Don't take it personally...I said I wasn't trying to be a jerk. I understand that you're trying to start a business, but if I understand the rules of this site we're not really supposed to talk numbers....maybe it's just an etiquette thing, I've never bothered to read the site rules.

Don't worry about being a lowballer, at first just pay yourself and for your materials, and every job you learn something new....sometimes you take it in the a$$, and sometimes you come out smelling like rainbow sunshine. And then...you find that you're almost always doing pretty good. Just don't supply your builders with a detailed itemization, then they can't try to nail you down on your previous footage price. 

I'm sorry if I seemed rude, I generally try to be polite, because that it how I prefer to be treated.


----------



## fr8train (Jan 20, 2008)

moore said:


> ok #19 sounded a bit prickish,,but I've been going 7 days a week since early spring ,and I have the next 3 days off [to my self] Feeling a bit giddy ,,, sorry  cut my lawn today twice..raked the clippings twice.


Have a beer bud, how did you fare in the storm? I got lucky. Just a tree across the driveway that I was able to move with my truck and a chain, then just bucked the limbs off. A friend of mine, her dad's jeep got hit by a tree, then that tree got hit by a tree! I guess God really wanted that Jeep gone! From what I hear just some power outages and trees down around here.


----------



## P.A. ROCKER (Jul 15, 2011)

I agree with Slim on the showing itemized pricing. Your opening yourself up to being put on the spot on costs of both labor and materials. It gives the customer an unfair advantage to use against you. Don't bid every job to win it. Thats not fair to you or your competition. Alot of us work in cooperation to get jobs done and to keep the rates from falling. Alot of my better friends run their own drywall businesses and we look out for each other.


----------



## moore (Dec 2, 2010)

no big deal here 8trian Richmond got hit hard 400,000 out of power
I'm dead center VA. Buckingham . no biggie... the coast ...not sure I hear there ok power out mostly ... glad to here yous guys are ok.


----------



## moore (Dec 2, 2010)

P.A. ROCKER said:


> I agree with Slim on the showing itemized pricing. Your opening yourself up to being put on the spot on costs of both labor and materials. It gives the customer an unfair advantage to use against you. Don't bid every job to win it. Thats not fair to you or your competition. Alot of us work in cooperation to get jobs done and to keep the rates from falling. Alot of my better friends run their own drywall businesses and we look out for each other.

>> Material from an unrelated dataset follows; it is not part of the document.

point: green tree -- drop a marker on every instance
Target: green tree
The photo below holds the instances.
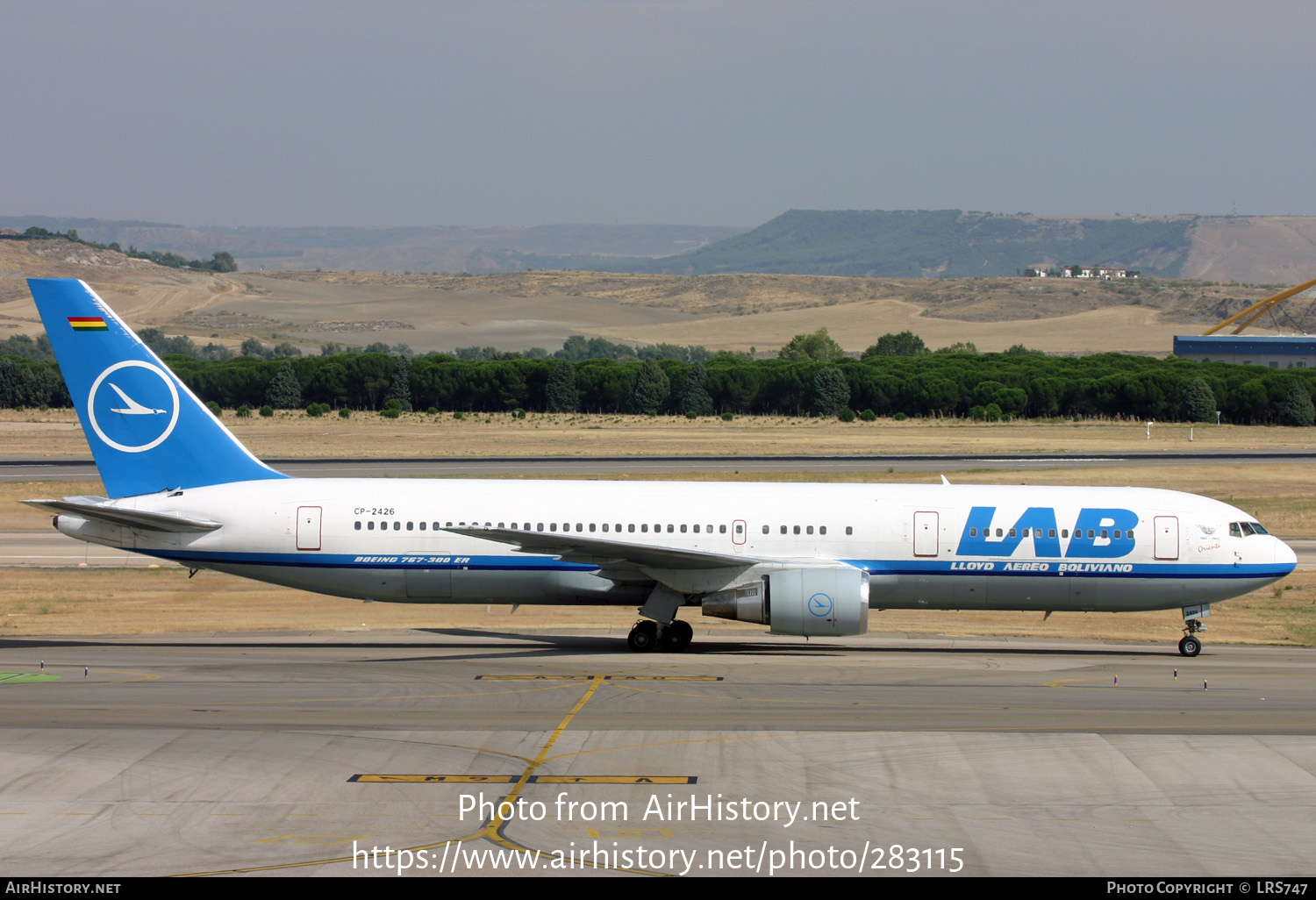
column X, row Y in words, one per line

thank you ..same here .. :thumbsup::thumbsup::thumbsup::thumbsup:


----------



## SlimPickins (Aug 10, 2010)

moore said:


> cut my lawn today twice..raked the clippings twice.


Sh!t, I had no idea Virginia grass grows that fast! If you grew the "other" grass you'd be a jabillionaire!


----------



## moore (Dec 2, 2010)

SlimPickins said:


> Sh!t, I had no idea Virginia grass grows that fast! If you grew the "other" grass you'd be a jabillionaire!


naw ,,your thinking Kentucky ..but we did have a bust 4 weeks ago . the biggest crop found In the county history ..sad really .It's election time 
[sheriff] He knew where that crop was when it was planted ..the ******* barney one bullet mofo waited till election time to find the field... kinda funny how that works ay? I don't do drugs [anymore] but I have not a prob with anyone firen it up .. much healthier drug than alcohol ... .:yes:


----------